CA: Yes, I can remember people telling me how much of a grip the US had on the world and I didn’t believe them. I thought it might be good to have an alliance to back up Australia in case of Islamic terrorism or something like that. But I now believe that the US government is one of the number one terrorist organisations in the world. I’ve reached that conclusion through my own research—12-months of intense investigation, reading the WikiLeaks cables, and examining the facts—and it is a non-party political conclusion because I’m not affiliated with any party.
The US acts like a rogue state. It preaches democracy and human rights but doesn’t live by it and surreptitiously denies those same rights to all those countries it’s involved in. This doesn’t mean I’ve given up hope on the American people but they have to fight against what’s happening, they have to defend the democratic rights that were laid down by the founding fathers. If they did, they could be a beacon around the world, although I’m not sure though whether big business is going to allow that.

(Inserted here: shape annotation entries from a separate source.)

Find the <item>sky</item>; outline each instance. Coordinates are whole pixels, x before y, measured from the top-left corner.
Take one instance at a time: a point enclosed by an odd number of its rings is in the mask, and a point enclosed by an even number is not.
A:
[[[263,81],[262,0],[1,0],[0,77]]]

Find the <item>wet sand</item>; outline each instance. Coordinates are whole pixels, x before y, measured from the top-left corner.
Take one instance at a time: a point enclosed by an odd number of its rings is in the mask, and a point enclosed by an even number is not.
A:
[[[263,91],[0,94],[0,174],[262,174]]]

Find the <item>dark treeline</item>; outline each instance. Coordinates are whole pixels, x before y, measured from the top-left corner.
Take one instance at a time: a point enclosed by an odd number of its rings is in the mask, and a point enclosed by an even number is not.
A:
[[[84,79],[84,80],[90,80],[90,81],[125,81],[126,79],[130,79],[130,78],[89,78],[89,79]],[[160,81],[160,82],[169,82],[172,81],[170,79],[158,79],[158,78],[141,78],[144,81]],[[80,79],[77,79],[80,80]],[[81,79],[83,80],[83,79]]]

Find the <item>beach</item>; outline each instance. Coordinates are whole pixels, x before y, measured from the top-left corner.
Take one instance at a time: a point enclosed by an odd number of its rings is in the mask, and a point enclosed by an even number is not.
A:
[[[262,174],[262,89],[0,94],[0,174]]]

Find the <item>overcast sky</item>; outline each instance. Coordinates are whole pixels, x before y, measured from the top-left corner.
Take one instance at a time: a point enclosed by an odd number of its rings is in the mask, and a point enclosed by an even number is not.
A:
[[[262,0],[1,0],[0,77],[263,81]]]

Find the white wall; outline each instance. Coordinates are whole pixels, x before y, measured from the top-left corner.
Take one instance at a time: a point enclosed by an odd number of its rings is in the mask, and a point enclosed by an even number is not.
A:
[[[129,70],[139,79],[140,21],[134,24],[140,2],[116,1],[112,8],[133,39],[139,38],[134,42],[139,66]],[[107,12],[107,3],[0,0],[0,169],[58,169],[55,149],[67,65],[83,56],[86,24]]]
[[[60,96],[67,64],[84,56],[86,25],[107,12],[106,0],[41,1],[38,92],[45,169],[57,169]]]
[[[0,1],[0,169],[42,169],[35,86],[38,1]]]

I was an ordinary person when I got involved in this campaign but people have to realise that this case is pivotal for democracy in this country, and around the world, because we all share the internet. The technology of the internet has brought free information to the people of the world. We now have a voice—we don’t have to go through the mainstream media—and we can talk to each other across borders, across ages and occupations, and can share information for the benefit of the planet. This is a very important issue, not just for me personally because Julian is my son, but for the future of democracy.